Background & summary

The Cancer Genome Atlas (TCGA) increasingly serves as a ‘training’ reference to apply machine learning algorithms, having comprehensive, well-curated genomic data of over 11,000 tumors across 33 major cancer types. In recent years, this rich resource combined with machine learning has facilitated the development of cancer classifier1, markers predictive of drug sensitivity2, histopathology image-based prognostic predictor3, and novel indices associated with oncogenic dedifferentiation4. There also exist vast datasets deposited at the National Center for Biotechnology Information (NCBI) Gene Expression Omnibus (GEO) in the form of microarray. Applying machine learning to exploit them, however, is not straightforward; they are often generated using diverse platforms and normalization tools, and are annotated with non-standardized texts and definitions. All of these features add computational complexity to the existing high-dimensional data, necessitating multiple and intricate analytics tools for data integration and analysis.

To increase the reuse of such legacy data, we generated single, merged microarray-acquired datasets (MMD) for 11 major cancer types using a uniform R pipeline (Fig. 1). This approach has been used in our earlier work to generate merged transcriptome data of a specific cancer type, non-small cell lung cancer (NSCLC), comprising both non-tumor (NT) and tumor tissue (TT) samples5. The resulting MMD was used to develop a predictive multi-gene classifier, termed as tumor matrisome index (TMi), for prognosis and prediction of response to adjuvant chemotherapy among NSCLC patients6.

Fig. 1
figure 1

MMD: development, validation, and potential applications in oncology. Microarray-based datasets containing raw transcriptome profiles of patient-derived tumor tissues (TT) and non-tumor (NT) tissues were processed, merged, and batch-effect corrected using an integrated R pipeline. Validation of each cancer type-specific MMD was performed using PCA and RRHO algorithms. Clinical models trained using MMD can be applied to TCGA, facilitating the discovery of new biomarkers, development of prognostic models, and parallel cross-platform analyses with TCGA.

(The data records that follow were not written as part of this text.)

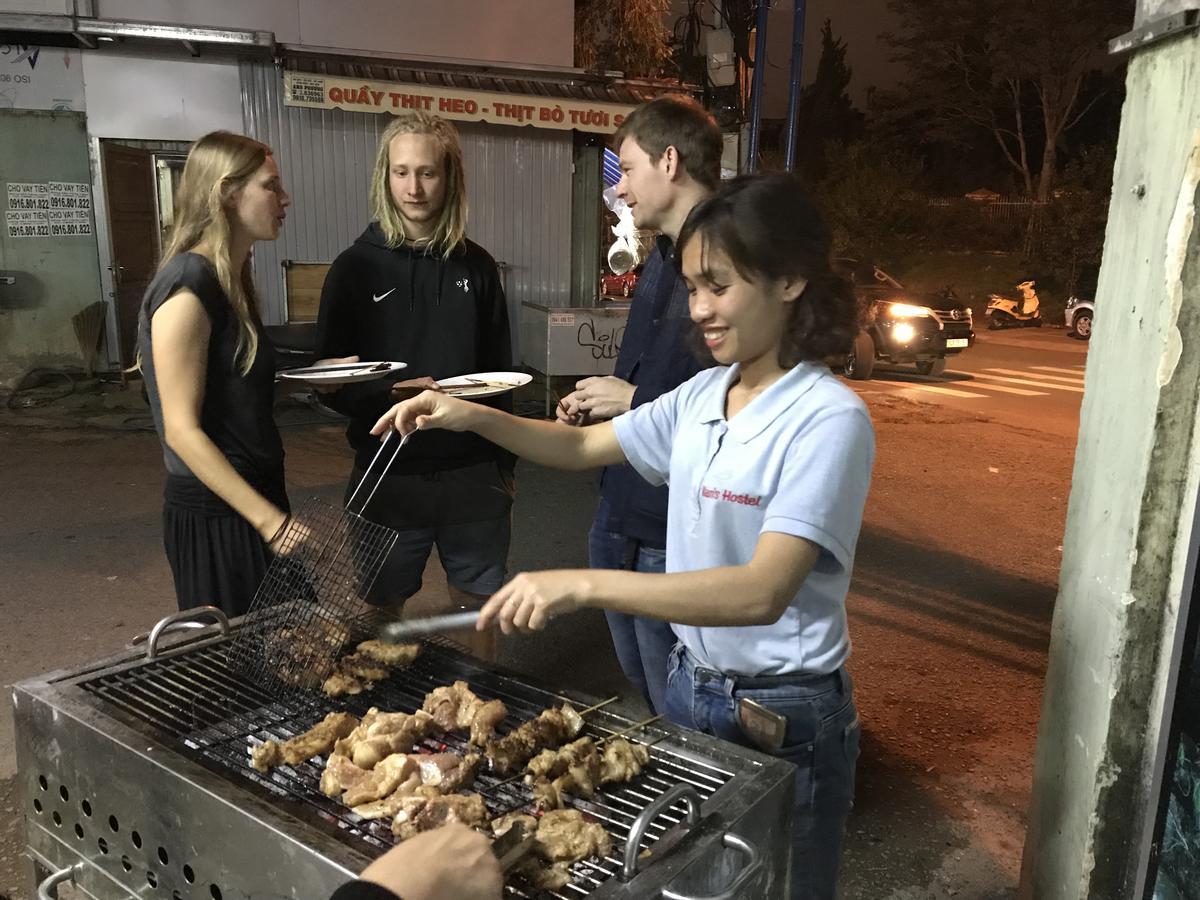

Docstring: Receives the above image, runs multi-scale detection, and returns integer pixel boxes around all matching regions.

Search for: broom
[71,300,108,378]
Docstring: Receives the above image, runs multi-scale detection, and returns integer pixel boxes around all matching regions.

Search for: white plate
[438,372,533,400]
[280,362,408,384]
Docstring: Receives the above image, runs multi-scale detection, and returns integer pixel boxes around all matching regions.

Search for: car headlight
[888,304,934,319]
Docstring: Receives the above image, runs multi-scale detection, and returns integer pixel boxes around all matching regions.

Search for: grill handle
[620,785,762,900]
[141,606,229,660]
[37,863,83,900]
[661,832,762,900]
[620,785,703,881]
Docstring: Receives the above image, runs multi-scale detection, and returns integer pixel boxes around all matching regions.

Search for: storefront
[0,6,667,382]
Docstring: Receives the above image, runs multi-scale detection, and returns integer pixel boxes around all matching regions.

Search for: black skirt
[162,475,289,617]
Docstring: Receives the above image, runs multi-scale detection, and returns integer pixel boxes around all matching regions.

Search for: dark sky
[668,0,904,119]
[763,0,904,119]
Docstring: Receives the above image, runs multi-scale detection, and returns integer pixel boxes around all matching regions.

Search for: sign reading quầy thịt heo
[283,72,635,134]
[5,181,91,238]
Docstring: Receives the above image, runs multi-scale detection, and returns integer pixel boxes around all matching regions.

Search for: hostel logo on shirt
[700,487,762,506]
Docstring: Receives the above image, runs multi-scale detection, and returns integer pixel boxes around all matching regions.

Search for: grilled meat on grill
[492,812,538,838]
[526,737,650,809]
[526,734,596,781]
[600,738,650,785]
[535,809,612,863]
[492,809,612,890]
[320,653,391,697]
[391,793,487,840]
[487,703,583,774]
[262,618,350,690]
[334,707,437,769]
[355,641,421,666]
[418,754,484,793]
[250,713,359,772]
[321,672,374,697]
[322,641,421,697]
[422,682,509,746]
[320,754,371,797]
[354,778,442,818]
[342,754,421,806]
[354,754,482,818]
[512,856,571,890]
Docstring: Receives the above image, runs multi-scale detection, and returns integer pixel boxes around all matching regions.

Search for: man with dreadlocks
[317,112,515,655]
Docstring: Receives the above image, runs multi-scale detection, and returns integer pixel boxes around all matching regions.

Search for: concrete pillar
[1021,0,1200,900]
[569,132,612,306]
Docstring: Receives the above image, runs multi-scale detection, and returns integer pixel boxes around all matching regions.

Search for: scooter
[986,281,1042,330]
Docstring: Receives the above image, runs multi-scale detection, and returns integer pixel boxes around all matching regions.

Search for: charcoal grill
[13,617,793,900]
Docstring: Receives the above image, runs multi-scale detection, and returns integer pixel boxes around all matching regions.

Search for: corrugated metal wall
[241,62,572,359]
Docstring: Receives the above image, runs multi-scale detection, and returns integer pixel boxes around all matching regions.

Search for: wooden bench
[283,259,330,323]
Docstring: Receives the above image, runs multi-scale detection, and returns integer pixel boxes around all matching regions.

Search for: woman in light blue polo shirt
[374,175,875,900]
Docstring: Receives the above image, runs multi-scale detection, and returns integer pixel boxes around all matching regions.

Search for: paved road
[0,329,1086,900]
[851,329,1087,439]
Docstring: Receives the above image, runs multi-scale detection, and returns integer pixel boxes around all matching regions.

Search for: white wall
[0,43,84,112]
[83,52,244,140]
[87,0,575,67]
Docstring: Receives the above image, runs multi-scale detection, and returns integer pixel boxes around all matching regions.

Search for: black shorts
[346,462,516,606]
[162,475,288,617]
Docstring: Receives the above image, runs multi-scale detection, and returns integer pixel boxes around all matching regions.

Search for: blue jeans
[666,644,860,900]
[588,511,676,713]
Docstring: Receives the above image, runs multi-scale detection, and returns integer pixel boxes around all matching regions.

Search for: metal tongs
[379,610,479,643]
[355,428,479,643]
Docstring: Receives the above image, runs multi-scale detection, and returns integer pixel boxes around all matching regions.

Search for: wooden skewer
[596,715,662,746]
[571,694,620,715]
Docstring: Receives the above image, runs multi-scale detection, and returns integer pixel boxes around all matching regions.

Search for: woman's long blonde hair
[158,131,271,374]
[370,113,467,257]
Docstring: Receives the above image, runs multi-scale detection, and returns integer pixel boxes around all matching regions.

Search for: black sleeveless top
[138,253,287,511]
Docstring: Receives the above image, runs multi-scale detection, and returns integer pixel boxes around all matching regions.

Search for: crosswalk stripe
[1030,366,1084,378]
[898,383,988,400]
[974,372,1084,394]
[940,378,1048,397]
[984,368,1084,388]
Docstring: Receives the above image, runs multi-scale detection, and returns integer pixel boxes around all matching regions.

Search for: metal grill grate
[229,498,397,700]
[80,640,733,900]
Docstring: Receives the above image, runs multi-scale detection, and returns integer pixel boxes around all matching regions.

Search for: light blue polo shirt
[613,362,875,676]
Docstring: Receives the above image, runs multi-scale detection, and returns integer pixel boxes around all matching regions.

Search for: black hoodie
[317,222,512,474]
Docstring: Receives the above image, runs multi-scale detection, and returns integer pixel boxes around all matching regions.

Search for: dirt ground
[0,384,1074,900]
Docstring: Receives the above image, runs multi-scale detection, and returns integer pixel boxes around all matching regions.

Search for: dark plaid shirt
[599,235,713,548]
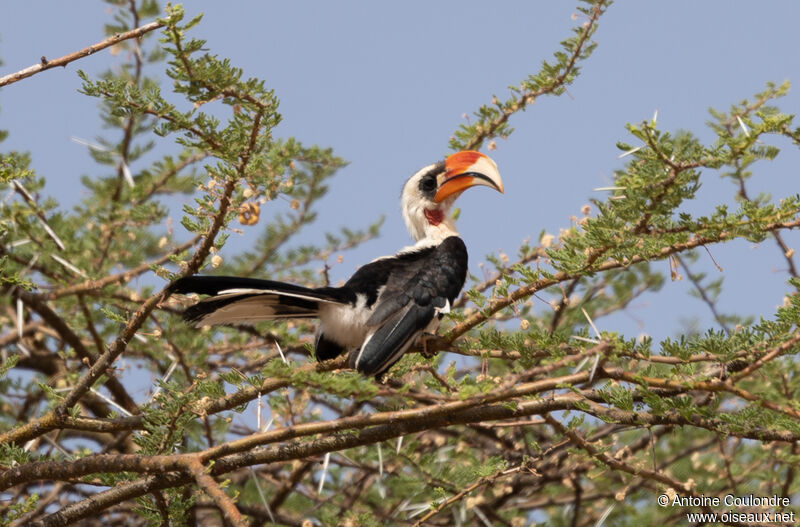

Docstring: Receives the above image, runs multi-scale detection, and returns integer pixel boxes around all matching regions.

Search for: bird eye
[419,176,436,192]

Here, we extend the framework to include various carcinomas of epithelial origin. Consistent with prior works7,8,9,10,11, comparably correlated patterns of genome-wide differential expression (DE) were observed between microarray (MMD) and RNA-seq (TCGA). Next, we demonstrate the potential application of MMD as training data to develop clinical predictive models that can be applied cross platform. By applying CIBERSORT12, we further show how MMDs can be used to de-convolve tumor immune microenvironment by parsing specific subpopulations of infiltrating immune cell, comparatively with TCGA datasets of matching cancer types.

Through pan-cancer analysis of MMDs, we recently identified clinically significant matrisomal changes associated with immune response and targetable immune checkpoints for a subset of cancers across different malignancies13. The generated cancer type-specific MMDs, the associated clinical metadata and R codes are available at ArrayExpress and figshare (see Data Records and Code Availability). Our open resource of curated large-scale transcriptomic data may provide the basis for the analytical and computational techniques to derive unbiased and new information, enabling predictive modeling for precision oncology.

Methods

MMD generation

A careful GEO search (http://www.ncbi.nlm.nih.gov/geo) was done to ensure the selection of MIAME compliant datasets having the following attributes in the original GEO submission: (1) raw data in CEL files, (2) tissue origin annotation (i.e., NT or TT), and (3) Affymetrix platform annotation. Here, only datasets generated using the GPL570 platform (Affymetrix Human Genome U133 Plus 2.0 Array) were specifically selected to ensure uniform curation of the same probe-sets (i.e., 54,675 probes). Altogether, 95 independent GEO datasets comprising a total of 8,386 samples spanning over 11 cancer types were subjected to pre-processing, normalization, batch-effect correction, data integration and analyses (Table S1). The number of NT and TT samples in each GEO dataset is summarized in Table S2.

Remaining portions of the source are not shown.